The fourth largest consumer data hack in the world exposed in excess of 200,000 children’s personal information along with the personal information of almost 5 million parents. The data breach occurred on November 14th when a hacker broke into the servers of a Chinese company supplying the well known toy brand V-Tech.
Such is the extent of the data breach it is possible to connect the children’s names to their parents, revealing their full identity along with their addresses, birthdays and their even their passwords on the website.
The breach came to light when the hacker approached Motherboard with the information, (Motherboard is an “online magazine and video channel dedicated to the intersection of technology, science and humans”) and reported what he had just done.
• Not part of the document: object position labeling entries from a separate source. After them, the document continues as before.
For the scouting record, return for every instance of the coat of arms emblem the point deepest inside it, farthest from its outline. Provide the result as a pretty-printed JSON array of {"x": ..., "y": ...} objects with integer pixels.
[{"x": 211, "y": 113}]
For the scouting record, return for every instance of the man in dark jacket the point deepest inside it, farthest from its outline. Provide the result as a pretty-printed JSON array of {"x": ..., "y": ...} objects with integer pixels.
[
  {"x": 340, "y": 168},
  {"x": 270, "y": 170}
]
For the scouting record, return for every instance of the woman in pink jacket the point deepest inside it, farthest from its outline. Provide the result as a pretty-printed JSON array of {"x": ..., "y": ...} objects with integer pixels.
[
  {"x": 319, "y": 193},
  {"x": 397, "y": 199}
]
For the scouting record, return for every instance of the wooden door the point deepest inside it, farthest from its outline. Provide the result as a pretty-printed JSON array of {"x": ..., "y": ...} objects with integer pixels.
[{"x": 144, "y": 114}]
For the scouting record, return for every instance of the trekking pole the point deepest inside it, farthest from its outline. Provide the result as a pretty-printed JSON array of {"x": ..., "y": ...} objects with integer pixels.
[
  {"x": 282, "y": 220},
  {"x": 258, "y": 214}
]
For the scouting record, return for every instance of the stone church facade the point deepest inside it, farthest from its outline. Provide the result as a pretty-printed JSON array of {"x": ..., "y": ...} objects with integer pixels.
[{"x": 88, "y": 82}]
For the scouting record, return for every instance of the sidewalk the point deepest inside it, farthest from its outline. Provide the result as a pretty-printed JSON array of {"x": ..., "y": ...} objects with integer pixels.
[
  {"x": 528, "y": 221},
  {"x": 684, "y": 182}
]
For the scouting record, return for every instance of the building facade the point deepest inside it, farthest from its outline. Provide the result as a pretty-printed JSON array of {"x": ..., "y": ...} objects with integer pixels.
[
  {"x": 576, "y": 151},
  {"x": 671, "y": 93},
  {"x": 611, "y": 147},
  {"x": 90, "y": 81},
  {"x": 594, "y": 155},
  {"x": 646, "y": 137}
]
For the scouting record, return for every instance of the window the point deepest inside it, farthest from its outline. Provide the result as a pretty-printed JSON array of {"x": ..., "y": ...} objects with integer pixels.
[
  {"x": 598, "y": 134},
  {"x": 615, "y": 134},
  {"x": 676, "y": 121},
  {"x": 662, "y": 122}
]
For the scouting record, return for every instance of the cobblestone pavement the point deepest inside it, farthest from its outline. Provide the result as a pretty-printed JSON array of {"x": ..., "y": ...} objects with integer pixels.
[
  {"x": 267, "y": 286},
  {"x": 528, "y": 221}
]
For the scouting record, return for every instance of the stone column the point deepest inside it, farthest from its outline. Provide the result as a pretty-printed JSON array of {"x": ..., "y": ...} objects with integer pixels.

The Chinese Company were unaware of the breach until they were approached by Motherboard.
When the hacker was questioned by Lorenzo Franceschi–Biccierai Motherboard, to discover the intended use of the information, the hacker replied “Nothing” It appears that the Hacker wanted to expose the poor standard of data protection on the website in question.
Motherboard recruited security expert Troy Hunt who maintains the website, “Have I been Pwned” where people can review if their personal information has been hacked. Hunt reviewed the data breach to discover that the website was simply not encrypted enough and the website hack was very easy to complete.
Hunt makes the point that it is not good enough to improve website security after the horse has bolted. The protection of personal information should be taken very seriously, particularly where children’s information is involved.